Boo! to Yahoo! No-telecommuting Edict

(NECN: Peter Howe, Cambridge/Chestnut Hill, Mass.) - America’s most famous working Mom may now be America’s most-vilified boss.

Weeks after charging back in to work just days after giving birth, Yahoo CEO Marissa Mayer stunned her staff this week by declaring come June, there is no more telecommuting from home allowed and everyone must come work in a Yahoo office.

As the sixth CEO in barely five years for a company many call bloated and reeling under competition from Google and other Internet search engines and content and e-mail providers, Mayer’s move is being called by some a necessary jolt, and a way short of mass layoffs to shake loose under-motivated workers who may be sticking with Yahoo just for the work-at-home perk.

But backlash against the policy has been swift, and nationwide, with many saying it’s an especially bad signal to be sent by a working mother who should be championing, not shutting down, one of the most popular ways for parents to juggle family and work and maximize their productive contribution to corporate life

“It’s moving backwards in terms of work-family issues, and it's also a pretty regressive move in terms of just general business leadership,’’ Boston College management professor Brad Harrington, who heads BC’s Center for Work and Family, said in an interview Tuesday. “It seems very out of synch with a lot of what our research says and a lot of what the most successful companies are doing these days.’’

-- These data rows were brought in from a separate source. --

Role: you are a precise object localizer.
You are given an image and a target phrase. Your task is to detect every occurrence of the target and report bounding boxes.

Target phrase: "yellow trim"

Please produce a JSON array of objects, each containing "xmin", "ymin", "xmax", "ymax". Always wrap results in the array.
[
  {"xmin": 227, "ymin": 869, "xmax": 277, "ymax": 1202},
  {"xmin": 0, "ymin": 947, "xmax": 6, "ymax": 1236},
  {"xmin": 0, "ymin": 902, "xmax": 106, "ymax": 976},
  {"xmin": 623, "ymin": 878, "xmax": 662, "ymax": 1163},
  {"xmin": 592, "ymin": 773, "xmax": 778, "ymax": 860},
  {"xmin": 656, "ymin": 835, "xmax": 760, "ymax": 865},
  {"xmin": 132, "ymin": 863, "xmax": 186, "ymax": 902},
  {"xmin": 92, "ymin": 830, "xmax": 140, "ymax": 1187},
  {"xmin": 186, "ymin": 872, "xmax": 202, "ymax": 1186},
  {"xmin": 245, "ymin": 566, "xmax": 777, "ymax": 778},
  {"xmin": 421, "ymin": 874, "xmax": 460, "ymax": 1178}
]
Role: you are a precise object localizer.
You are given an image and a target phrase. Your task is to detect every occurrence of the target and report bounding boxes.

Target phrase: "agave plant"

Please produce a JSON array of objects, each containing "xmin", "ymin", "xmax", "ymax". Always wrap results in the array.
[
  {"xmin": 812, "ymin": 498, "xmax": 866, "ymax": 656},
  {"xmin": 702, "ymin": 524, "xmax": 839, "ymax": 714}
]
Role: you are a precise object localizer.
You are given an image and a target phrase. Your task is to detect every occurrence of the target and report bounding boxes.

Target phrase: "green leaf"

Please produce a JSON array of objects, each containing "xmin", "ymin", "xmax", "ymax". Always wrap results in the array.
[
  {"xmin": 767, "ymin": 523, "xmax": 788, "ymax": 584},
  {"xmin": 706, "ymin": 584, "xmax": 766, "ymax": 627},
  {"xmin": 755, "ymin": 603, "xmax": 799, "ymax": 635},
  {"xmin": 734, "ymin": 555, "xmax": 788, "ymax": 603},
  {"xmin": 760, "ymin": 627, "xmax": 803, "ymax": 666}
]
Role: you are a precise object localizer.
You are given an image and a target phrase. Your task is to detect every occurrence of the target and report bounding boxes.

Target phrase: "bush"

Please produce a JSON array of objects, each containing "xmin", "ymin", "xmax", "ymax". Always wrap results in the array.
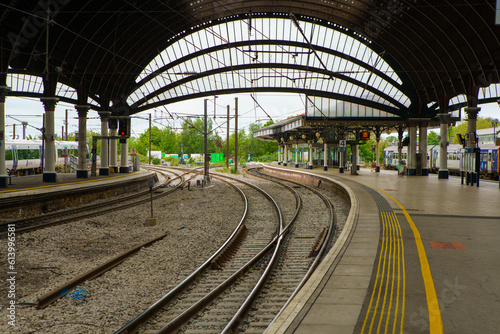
[{"xmin": 165, "ymin": 157, "xmax": 179, "ymax": 166}]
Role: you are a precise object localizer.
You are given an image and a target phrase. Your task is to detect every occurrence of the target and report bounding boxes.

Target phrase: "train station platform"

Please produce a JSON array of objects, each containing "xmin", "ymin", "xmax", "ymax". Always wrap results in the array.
[
  {"xmin": 0, "ymin": 170, "xmax": 157, "ymax": 219},
  {"xmin": 266, "ymin": 164, "xmax": 500, "ymax": 334}
]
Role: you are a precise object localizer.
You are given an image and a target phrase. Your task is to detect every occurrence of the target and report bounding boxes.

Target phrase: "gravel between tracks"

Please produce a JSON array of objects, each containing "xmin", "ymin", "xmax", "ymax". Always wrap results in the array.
[
  {"xmin": 0, "ymin": 176, "xmax": 243, "ymax": 333},
  {"xmin": 0, "ymin": 170, "xmax": 348, "ymax": 334}
]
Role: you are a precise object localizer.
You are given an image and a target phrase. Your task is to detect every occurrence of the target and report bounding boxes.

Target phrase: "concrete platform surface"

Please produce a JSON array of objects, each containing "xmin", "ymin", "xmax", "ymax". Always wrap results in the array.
[{"xmin": 266, "ymin": 164, "xmax": 500, "ymax": 334}]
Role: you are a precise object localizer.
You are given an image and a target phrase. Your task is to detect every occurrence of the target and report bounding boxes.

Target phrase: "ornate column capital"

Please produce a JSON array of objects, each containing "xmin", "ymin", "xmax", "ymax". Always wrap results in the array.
[
  {"xmin": 0, "ymin": 86, "xmax": 10, "ymax": 103},
  {"xmin": 98, "ymin": 111, "xmax": 111, "ymax": 122},
  {"xmin": 437, "ymin": 113, "xmax": 451, "ymax": 124},
  {"xmin": 40, "ymin": 97, "xmax": 59, "ymax": 111},
  {"xmin": 465, "ymin": 107, "xmax": 481, "ymax": 119},
  {"xmin": 75, "ymin": 104, "xmax": 90, "ymax": 117}
]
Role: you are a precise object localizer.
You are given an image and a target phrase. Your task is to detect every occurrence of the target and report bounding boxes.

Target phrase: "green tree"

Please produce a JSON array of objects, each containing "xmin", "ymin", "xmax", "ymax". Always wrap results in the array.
[
  {"xmin": 450, "ymin": 117, "xmax": 491, "ymax": 143},
  {"xmin": 427, "ymin": 131, "xmax": 440, "ymax": 145}
]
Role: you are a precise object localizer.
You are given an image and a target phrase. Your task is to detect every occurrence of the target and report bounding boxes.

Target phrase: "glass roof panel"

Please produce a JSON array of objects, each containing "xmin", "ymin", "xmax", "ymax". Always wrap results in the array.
[{"xmin": 132, "ymin": 17, "xmax": 411, "ymax": 115}]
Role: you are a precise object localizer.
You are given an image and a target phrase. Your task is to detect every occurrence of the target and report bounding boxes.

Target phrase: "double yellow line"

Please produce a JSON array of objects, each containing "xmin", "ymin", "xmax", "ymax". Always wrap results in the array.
[
  {"xmin": 361, "ymin": 212, "xmax": 406, "ymax": 333},
  {"xmin": 358, "ymin": 181, "xmax": 443, "ymax": 334}
]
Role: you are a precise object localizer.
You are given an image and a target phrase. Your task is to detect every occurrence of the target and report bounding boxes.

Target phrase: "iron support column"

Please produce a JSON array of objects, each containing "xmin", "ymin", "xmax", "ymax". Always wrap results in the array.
[
  {"xmin": 120, "ymin": 138, "xmax": 130, "ymax": 173},
  {"xmin": 234, "ymin": 97, "xmax": 238, "ymax": 174},
  {"xmin": 99, "ymin": 111, "xmax": 111, "ymax": 175},
  {"xmin": 351, "ymin": 144, "xmax": 358, "ymax": 175},
  {"xmin": 226, "ymin": 105, "xmax": 229, "ymax": 169},
  {"xmin": 75, "ymin": 105, "xmax": 90, "ymax": 179},
  {"xmin": 295, "ymin": 143, "xmax": 299, "ymax": 168},
  {"xmin": 283, "ymin": 143, "xmax": 288, "ymax": 167},
  {"xmin": 465, "ymin": 107, "xmax": 481, "ymax": 148},
  {"xmin": 375, "ymin": 126, "xmax": 382, "ymax": 173},
  {"xmin": 108, "ymin": 120, "xmax": 118, "ymax": 173},
  {"xmin": 0, "ymin": 86, "xmax": 10, "ymax": 188},
  {"xmin": 40, "ymin": 97, "xmax": 59, "ymax": 182},
  {"xmin": 307, "ymin": 143, "xmax": 312, "ymax": 169},
  {"xmin": 418, "ymin": 123, "xmax": 429, "ymax": 176},
  {"xmin": 203, "ymin": 99, "xmax": 210, "ymax": 184},
  {"xmin": 323, "ymin": 139, "xmax": 328, "ymax": 171},
  {"xmin": 407, "ymin": 124, "xmax": 417, "ymax": 175},
  {"xmin": 438, "ymin": 113, "xmax": 450, "ymax": 179}
]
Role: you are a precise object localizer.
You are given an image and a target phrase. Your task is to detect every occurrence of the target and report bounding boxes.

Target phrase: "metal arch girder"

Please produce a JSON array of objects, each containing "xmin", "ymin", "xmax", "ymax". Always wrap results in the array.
[
  {"xmin": 136, "ymin": 87, "xmax": 409, "ymax": 118},
  {"xmin": 130, "ymin": 40, "xmax": 406, "ymax": 95},
  {"xmin": 8, "ymin": 91, "xmax": 100, "ymax": 110},
  {"xmin": 131, "ymin": 64, "xmax": 406, "ymax": 113}
]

Studies generally find about 1 in 10 working Americans regularly log a substantial number of their weekly work hours from home through Internet and phone connections or meetings outside the workplace. Many studies show telecommuting time has been growing, and most companies and organizations expect their employees to put in more hours at home and outside the office – and many are counting on work-from-home arrangements to reduce their need for expensive, often underutilized office space.

Harrington – who once worked a management job for Silicon Valley technology giant Hewlett-Packard while based in Boston and travelling to California for two weeks each month while his kids were very young – said Mayer’s telecommuting ukase was an especially strange move for the head of an Internet company.

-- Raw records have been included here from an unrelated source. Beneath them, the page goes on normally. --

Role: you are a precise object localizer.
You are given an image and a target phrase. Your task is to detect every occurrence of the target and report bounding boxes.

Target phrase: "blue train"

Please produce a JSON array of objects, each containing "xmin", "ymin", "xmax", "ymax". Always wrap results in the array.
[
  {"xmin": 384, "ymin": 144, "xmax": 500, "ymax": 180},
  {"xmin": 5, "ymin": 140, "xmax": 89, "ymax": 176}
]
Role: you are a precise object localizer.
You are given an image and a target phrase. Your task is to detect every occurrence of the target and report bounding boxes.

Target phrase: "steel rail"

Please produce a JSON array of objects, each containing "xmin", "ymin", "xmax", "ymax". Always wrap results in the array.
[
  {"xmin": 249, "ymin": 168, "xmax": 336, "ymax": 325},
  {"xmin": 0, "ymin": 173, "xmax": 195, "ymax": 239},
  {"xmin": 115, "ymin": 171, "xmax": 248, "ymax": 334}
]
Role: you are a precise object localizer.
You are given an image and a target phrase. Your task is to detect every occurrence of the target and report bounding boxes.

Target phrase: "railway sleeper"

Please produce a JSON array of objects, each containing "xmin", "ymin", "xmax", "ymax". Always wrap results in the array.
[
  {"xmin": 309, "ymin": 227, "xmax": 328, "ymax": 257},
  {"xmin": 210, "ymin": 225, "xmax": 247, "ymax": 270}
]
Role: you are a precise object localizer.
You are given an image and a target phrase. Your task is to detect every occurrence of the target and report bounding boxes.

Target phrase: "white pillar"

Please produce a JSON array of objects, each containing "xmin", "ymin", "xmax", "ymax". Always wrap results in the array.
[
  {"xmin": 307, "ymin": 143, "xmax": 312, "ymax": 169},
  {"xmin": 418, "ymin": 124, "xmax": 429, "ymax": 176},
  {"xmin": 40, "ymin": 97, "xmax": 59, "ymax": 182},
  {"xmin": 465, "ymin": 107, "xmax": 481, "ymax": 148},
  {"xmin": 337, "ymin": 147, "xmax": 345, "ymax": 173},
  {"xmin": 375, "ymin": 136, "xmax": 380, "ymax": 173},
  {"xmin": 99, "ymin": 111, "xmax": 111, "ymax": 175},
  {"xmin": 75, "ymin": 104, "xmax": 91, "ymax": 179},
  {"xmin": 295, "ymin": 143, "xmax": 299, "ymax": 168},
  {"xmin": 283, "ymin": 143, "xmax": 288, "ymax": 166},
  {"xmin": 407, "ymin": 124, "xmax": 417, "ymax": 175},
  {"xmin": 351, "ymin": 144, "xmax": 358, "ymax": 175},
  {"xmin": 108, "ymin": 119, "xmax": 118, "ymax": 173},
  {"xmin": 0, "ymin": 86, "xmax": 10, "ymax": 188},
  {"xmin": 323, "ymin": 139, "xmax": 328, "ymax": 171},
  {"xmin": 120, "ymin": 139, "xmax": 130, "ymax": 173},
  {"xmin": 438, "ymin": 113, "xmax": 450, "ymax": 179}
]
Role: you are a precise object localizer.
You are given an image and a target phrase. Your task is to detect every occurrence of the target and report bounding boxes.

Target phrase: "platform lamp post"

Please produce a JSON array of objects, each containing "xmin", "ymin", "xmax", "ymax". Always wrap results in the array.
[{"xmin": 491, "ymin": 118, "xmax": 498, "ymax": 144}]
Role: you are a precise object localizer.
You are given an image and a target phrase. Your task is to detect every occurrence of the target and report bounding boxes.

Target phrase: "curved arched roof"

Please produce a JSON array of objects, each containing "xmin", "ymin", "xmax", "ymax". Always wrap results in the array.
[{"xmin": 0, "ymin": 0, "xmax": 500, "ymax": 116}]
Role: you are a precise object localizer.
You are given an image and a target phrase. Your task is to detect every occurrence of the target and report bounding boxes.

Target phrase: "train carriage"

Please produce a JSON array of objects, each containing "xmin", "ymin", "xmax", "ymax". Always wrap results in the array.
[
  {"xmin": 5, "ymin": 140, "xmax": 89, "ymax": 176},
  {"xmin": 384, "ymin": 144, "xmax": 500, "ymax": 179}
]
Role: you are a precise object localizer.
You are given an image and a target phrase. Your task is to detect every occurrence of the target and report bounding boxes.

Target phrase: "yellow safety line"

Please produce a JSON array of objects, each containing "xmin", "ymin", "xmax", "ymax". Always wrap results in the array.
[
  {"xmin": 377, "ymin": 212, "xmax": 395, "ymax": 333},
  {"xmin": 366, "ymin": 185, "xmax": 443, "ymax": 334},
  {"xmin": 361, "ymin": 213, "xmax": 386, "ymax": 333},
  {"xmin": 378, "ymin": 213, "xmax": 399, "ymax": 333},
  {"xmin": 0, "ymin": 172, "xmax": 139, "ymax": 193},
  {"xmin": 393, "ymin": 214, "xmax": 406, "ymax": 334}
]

“She's in a technology company, and she's running a technology company. Technology companies are usually on the vanguard of these kinds of virtual workplaces,’’ Harrington said. “It's very unusual for a technology company to say, ‘Well, if you're working remotely, you're really not connected to the office.'"

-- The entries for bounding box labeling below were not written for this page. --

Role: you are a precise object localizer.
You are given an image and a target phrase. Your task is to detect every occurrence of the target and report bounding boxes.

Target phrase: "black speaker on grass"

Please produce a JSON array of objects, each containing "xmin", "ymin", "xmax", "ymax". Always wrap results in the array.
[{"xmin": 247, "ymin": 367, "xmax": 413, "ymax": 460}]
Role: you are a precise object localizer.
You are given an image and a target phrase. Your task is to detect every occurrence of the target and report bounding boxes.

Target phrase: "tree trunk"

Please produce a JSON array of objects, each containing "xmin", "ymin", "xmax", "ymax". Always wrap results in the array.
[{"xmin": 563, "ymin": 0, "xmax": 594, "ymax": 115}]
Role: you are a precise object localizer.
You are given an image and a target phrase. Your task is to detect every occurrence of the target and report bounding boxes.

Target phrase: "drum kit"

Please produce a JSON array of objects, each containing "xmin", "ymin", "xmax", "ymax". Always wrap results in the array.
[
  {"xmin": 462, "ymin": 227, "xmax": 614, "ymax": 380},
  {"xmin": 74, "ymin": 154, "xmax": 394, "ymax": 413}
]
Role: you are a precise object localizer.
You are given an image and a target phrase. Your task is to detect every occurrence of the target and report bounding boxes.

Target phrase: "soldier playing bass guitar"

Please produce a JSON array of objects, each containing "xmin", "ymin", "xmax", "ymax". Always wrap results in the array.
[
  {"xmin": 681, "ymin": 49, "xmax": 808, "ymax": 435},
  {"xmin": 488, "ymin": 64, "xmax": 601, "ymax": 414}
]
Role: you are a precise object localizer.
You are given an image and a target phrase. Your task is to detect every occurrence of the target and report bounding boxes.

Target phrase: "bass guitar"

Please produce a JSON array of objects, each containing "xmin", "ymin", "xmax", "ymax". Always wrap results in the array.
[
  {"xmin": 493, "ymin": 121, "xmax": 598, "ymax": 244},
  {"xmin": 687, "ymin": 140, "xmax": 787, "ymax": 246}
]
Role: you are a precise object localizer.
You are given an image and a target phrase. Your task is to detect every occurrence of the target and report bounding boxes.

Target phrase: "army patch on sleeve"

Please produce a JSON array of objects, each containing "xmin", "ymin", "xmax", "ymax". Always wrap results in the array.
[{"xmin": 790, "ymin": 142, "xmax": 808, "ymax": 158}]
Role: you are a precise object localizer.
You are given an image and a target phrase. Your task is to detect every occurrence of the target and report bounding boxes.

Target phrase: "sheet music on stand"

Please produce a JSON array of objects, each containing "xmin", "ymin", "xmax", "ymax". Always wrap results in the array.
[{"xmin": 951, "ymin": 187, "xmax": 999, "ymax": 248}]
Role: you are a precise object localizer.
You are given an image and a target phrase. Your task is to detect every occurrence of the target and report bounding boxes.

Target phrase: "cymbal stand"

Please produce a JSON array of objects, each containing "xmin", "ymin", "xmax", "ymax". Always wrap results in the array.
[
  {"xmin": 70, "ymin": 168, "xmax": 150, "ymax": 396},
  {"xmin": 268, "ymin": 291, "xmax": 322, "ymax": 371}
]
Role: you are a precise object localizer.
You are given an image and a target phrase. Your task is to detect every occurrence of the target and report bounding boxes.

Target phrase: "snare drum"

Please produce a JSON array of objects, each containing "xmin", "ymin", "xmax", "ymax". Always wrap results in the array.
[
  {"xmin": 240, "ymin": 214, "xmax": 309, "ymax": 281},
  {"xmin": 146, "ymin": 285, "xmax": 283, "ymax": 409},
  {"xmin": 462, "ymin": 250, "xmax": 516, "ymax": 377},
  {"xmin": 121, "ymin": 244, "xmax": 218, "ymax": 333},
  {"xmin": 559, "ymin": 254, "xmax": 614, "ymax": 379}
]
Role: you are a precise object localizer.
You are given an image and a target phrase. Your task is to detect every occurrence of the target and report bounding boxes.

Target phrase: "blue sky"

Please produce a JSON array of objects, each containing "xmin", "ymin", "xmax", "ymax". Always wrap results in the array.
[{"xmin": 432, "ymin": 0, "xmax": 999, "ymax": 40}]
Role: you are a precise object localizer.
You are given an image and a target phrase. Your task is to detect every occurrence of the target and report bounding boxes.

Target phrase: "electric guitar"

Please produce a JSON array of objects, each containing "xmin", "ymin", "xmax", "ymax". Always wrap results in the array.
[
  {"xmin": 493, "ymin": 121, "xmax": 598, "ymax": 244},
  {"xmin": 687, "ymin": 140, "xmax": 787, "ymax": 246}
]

In a widely leaked e-mail to Yahoo! employees, Mayer’s top human-relations aide explained the policy change by saying: “To become the absolute best place to work, communication and collaboration will be important, so we need to be working side-by-side … We need to be one Yahoo!, and that starts with physically being together."

In Kendall Square, Cambridge, Patrick Sweeney, CEO of social-media marketing startup dwinQ, said Mayer’s edict makes sense to him. “I don't think it'll be well received by workers, but I think those are the type of workers they probably don't want to have around anyways,’’ Sweeney said.

At dwinQ, Sweeney said he employs five full-time telecommuters, and five more people who regularly work from home, but requires they all get regular office face time.

“Culturally, we make sure they come in every couple of weeks, so they can be with the team, go out to lunch,’’ and participate in other face-to-face, real-time exchanges, Sweeney said. “That's so important from a cultural perspective, to have people in to collaborate and share ideas, and you really have to be in the office and you have to be with a team.’’

While there have been a profusion of books and white papers and management seminars on making telecommuting work, the fact remains it is very popular among Americans. Collaboration software maker Wrike.com recently surveyed more than 1,000 technology professionals and team members and managers, finding 54 percent said they'd be willing to give up their company-paid cellphone in exchange for being able to telecommute, 31 percent said they'd be willing to take less paid vacation, and 25 percent even said they would take a salary cut if that was what it took to be able to work from home.

Harrington’s academic center closely studies over 80 big corporations work-life policies and practices. In keeping with the adage that if you want to get something done, give the job to a busy person, Harrington said the center’s research has consistently found a clear correlation between who are the top performers in an organization – and who are the people most interested in work-from-home flexibility, saying the same kinds of people who are committed to being good parents or caregivers or community-minded volunteers, not surprisingly, tend to be committed company workers, too.

“People who are high-energy, they're talented, they're the kind of people who are in demand within the workplace -- they're also the people who are just are the kind of people who are going home trying to be engaged with their children, coaching, being involved in community activities and so forth’’ and holding those as important personal priorities, Harrington said. “They're high-energy and high-engagement kinds of individuals.’’

For Yahoo!, the question still to be answered: How much does it lose in talent and round-the-clock productivity from its new policy, and how much does it gain from keeping its most committed workers and getting more collaboration and brainstorming inspirations from having them spend more time together, in person.